Cela arrive après un accord tout aussi irresponsable sur les poissons des grandes profondeurs (genre grenadier, etc.) intervenu en novembre. Par contre, et c'est plutôt une bonne surprise, les mesures de restriction concernant les prises de thons rouges sont plutôt à la hauteur, mais çà n'excuse pas le reste…
Les défenseurs de la nature et de nombreux scientifiques (les deux ne sont pas contradictoires) préconisaient l'arrêt total de la pêche au cabillaud, suivis en cela par l'ONG en charge de ces questions, le Conseil international pour l'exploration de la mer (CIEM). La Commission Européenne a donc recommandé une réduction de 25% de la pêche, et on aboutit à une décision de baisse de 15 à 20% du quota.
Quant aux anchois, dont la pêche était enfin fermée dans le Golfe de Gascogne, la voici ré-ouverte, pour seulement 28 navires, sous le couvert hypocrite d'une approche expérimentale.
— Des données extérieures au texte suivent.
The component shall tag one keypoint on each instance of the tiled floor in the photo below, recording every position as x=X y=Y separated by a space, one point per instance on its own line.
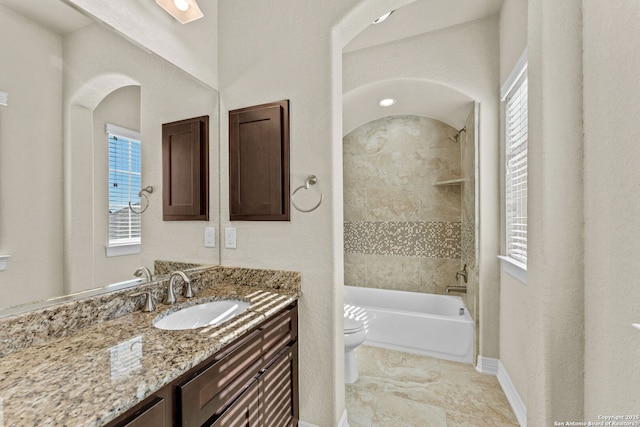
x=405 y=390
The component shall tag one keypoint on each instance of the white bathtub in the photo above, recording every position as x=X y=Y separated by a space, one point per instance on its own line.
x=414 y=322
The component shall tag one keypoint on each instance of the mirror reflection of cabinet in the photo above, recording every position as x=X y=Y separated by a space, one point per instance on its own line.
x=185 y=170
x=259 y=162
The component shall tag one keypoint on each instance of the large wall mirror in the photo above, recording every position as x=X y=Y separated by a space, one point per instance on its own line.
x=69 y=77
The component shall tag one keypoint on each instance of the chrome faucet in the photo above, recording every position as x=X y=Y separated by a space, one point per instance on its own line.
x=171 y=296
x=464 y=273
x=143 y=271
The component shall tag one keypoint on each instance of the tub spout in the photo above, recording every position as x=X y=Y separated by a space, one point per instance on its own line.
x=464 y=273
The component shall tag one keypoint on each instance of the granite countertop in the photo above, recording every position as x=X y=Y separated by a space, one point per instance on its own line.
x=91 y=376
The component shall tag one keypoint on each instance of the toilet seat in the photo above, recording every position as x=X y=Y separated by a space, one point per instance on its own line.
x=351 y=325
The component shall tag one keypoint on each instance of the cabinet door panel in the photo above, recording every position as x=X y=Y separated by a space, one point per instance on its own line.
x=185 y=168
x=259 y=162
x=210 y=390
x=279 y=391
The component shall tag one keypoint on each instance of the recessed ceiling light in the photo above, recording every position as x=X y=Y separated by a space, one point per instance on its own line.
x=184 y=11
x=181 y=4
x=382 y=18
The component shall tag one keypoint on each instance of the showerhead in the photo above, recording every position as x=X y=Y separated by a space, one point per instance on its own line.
x=456 y=138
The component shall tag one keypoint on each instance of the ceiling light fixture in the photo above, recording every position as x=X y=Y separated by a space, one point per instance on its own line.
x=184 y=11
x=382 y=18
x=387 y=102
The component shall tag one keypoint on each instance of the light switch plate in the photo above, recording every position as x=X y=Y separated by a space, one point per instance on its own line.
x=209 y=237
x=230 y=238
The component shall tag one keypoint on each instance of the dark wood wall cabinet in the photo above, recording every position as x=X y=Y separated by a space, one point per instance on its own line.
x=251 y=382
x=259 y=162
x=185 y=170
Je sais bien que la pêche est une activité économique importante, mais elle devrait apprendre à diversifier ses prises, et pour cela, il faudrait aussi que nous autres consommateurs soyons prêts à diversifier les espèces que nous laissons venir dans nos assiettes.
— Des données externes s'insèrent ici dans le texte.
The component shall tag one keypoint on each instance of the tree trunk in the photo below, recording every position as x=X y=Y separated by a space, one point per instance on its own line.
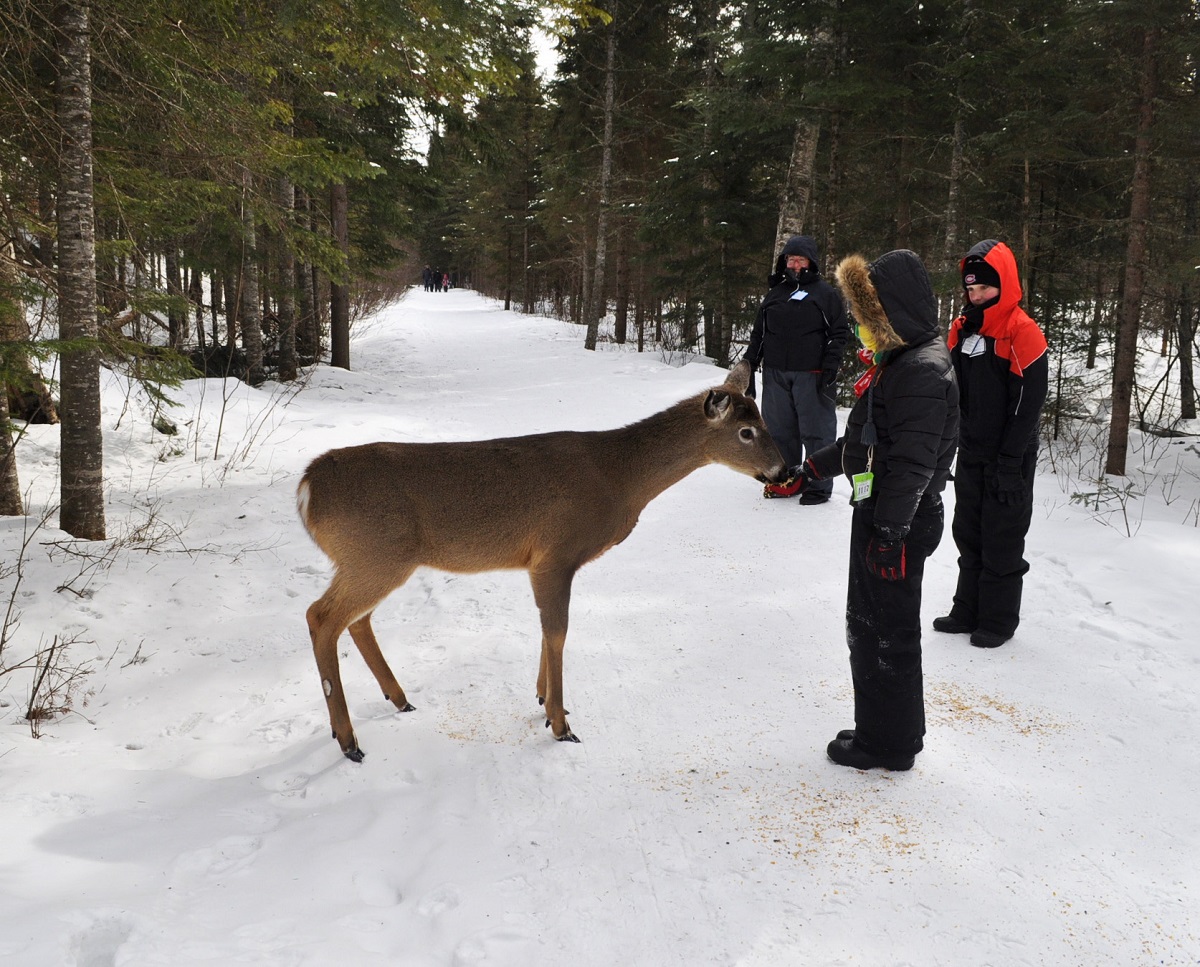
x=340 y=292
x=598 y=300
x=1187 y=329
x=10 y=308
x=951 y=248
x=1126 y=355
x=82 y=442
x=174 y=298
x=251 y=304
x=793 y=202
x=287 y=260
x=621 y=326
x=1093 y=336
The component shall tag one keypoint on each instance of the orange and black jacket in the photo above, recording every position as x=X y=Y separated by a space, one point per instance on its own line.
x=1002 y=370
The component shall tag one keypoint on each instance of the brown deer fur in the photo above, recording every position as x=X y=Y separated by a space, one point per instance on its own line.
x=546 y=504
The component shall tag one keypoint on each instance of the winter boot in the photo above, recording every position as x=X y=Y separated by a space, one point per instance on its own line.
x=982 y=638
x=951 y=625
x=850 y=752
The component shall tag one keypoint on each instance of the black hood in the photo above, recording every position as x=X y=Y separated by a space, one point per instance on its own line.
x=891 y=296
x=799 y=245
x=906 y=294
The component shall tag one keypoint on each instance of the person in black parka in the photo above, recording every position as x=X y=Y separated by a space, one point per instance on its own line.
x=797 y=341
x=1001 y=361
x=897 y=450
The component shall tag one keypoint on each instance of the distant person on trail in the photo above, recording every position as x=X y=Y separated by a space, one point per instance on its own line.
x=897 y=452
x=1001 y=361
x=797 y=341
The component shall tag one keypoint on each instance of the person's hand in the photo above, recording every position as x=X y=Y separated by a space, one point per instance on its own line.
x=972 y=318
x=886 y=557
x=1009 y=485
x=797 y=480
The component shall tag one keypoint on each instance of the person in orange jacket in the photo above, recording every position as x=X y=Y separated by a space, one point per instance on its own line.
x=1001 y=361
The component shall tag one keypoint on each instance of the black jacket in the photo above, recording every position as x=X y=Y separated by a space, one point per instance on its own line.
x=802 y=324
x=912 y=404
x=1003 y=370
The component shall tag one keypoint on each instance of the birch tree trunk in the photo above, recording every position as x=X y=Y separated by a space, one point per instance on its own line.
x=597 y=302
x=10 y=307
x=793 y=200
x=340 y=293
x=174 y=293
x=251 y=302
x=82 y=448
x=287 y=262
x=1126 y=356
x=951 y=246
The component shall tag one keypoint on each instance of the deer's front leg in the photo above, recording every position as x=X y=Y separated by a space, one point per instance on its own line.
x=552 y=593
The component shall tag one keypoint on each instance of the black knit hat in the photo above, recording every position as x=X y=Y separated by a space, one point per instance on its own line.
x=978 y=272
Il faudrait aussi distinguer entre la pêche artisanale et la pêche industrielle, il faudrait aussi distinguer entre les pêcheurs de fourrage, ces poissons saisis en vrac et réduits en farine pour nourrir les poissons d'élevage (5 à 7 kg de poisson sauvage pour nourrir un poisson d'élevage dont en plus le mode d'élevage est polluant) voire les volailles, ou extrudés pour en faire du surimi. Cette pêche de fourrage représente plus de 20% des prises dans le monde.
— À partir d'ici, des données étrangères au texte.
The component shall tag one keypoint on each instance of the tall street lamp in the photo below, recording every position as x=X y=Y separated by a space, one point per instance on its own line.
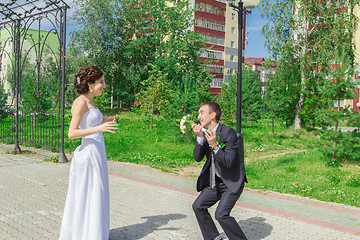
x=248 y=4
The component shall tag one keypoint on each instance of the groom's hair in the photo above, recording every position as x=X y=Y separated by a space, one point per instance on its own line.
x=214 y=107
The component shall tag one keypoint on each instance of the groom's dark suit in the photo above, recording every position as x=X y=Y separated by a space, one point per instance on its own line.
x=229 y=184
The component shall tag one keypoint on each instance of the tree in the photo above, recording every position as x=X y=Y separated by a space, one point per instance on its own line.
x=126 y=37
x=310 y=31
x=282 y=91
x=251 y=97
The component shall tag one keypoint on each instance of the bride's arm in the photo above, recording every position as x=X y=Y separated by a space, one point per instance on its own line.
x=108 y=119
x=78 y=109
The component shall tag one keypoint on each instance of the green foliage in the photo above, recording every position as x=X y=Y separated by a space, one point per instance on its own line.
x=282 y=91
x=339 y=86
x=305 y=174
x=187 y=97
x=251 y=97
x=126 y=38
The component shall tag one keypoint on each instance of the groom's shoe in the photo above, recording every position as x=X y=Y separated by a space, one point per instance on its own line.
x=218 y=238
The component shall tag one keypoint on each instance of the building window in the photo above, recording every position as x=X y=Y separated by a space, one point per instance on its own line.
x=233 y=16
x=216 y=83
x=215 y=40
x=212 y=68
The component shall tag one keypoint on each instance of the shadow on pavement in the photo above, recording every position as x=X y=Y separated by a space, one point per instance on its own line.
x=255 y=228
x=140 y=230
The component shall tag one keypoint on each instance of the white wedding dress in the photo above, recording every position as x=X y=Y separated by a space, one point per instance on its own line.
x=86 y=213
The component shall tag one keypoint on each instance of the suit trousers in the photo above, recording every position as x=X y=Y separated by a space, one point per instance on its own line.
x=227 y=199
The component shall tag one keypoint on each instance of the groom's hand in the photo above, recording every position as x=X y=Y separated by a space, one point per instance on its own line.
x=197 y=130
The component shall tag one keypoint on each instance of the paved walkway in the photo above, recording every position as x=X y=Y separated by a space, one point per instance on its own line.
x=148 y=204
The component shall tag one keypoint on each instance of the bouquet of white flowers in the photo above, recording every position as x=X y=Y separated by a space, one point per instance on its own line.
x=186 y=123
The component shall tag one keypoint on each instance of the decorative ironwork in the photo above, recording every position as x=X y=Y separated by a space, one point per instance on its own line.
x=32 y=72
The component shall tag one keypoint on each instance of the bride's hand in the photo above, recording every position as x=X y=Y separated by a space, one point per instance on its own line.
x=107 y=126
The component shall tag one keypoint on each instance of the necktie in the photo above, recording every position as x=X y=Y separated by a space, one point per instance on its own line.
x=212 y=171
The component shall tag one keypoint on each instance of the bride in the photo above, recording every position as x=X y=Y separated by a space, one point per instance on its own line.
x=86 y=212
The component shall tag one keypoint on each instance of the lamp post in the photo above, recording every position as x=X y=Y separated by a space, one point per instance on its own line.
x=248 y=4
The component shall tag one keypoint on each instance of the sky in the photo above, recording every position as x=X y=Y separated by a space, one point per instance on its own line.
x=255 y=42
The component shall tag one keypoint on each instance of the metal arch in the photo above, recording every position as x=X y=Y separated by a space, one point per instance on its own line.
x=24 y=118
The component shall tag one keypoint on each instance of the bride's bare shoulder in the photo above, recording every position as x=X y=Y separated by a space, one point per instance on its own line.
x=79 y=106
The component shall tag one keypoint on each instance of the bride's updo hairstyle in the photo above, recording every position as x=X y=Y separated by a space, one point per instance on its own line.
x=86 y=75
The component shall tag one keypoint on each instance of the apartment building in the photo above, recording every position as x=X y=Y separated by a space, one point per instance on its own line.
x=218 y=22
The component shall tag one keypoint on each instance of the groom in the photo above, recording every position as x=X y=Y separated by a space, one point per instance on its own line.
x=222 y=177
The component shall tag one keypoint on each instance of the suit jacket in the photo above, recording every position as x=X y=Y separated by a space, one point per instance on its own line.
x=227 y=160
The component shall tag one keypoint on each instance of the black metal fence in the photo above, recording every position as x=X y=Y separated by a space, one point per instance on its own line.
x=32 y=73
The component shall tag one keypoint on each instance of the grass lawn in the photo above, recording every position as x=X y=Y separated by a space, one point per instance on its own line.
x=292 y=162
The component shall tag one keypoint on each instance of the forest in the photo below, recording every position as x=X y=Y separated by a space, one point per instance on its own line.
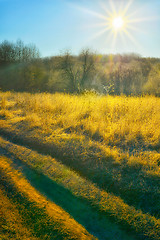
x=23 y=69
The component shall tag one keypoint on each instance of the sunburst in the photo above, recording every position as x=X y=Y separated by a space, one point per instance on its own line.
x=118 y=21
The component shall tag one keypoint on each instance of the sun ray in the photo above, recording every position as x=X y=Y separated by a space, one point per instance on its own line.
x=118 y=22
x=131 y=38
x=127 y=7
x=99 y=34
Vous comprenez mieux pourquoi les poissons d'élevage et le surimi sont peu tolérés chez moi et pourquoi j'incite les lecteurs de ce blog à y recourir le moins possible; de la même façon que j'essaye de donner de la diversité variétale à mes billets!
Pour être complet, la pêche n'est pas la seule en cause dans la disparition probable des poissons les plus consommés aujourd'hui. Le réchauffement climatique est également en cause, si les cabillaud se sont raréfiés dans le grand nord, c'est aussi parce que la structure du plancton s'est modifiée sous l'influence du réchauffement, ne permettant plus aux alevins de trouver pitance. Quant aux anchois, les modifications climatiques, même sur une saison, peuvent fortement influer sur leur reproduction (çà ne vit que trois ans un anchois, s'il rate une année de bébés, ce n'est pas rien…).
Bon, passons à des choses plus gaies, à une entrée simple et vraiment très festive comme on les aime à la maison.
Coquilles saint jacques sur crème de laitue froide
Vous me direz qu'avec encore une recette de CSJ, je ne fais vraiment pas dans la dispersion variétale, tellement on en voit un peu partout sur les blogs. C'est qu'il s'agit là d'une ressource sauvage bien gérée, dans tous les bassins de pêche du moins en France, et on peut en manger sans restriction, à cela près que les prix au détail ont bien flambé à l'approche des fêtes, mais on est hélas habitués à ces avanies.
C'est une recette dont j'ai piqué l'idée lors d'une dégustation de vins prestigieux chez Ledoyen, le genre de plat qui est fait pour aller avec un vin, alors que c'est plutôt la démarche inverse qui est suivie habituellement.
Ingrédients (entrée pour quatre personnes)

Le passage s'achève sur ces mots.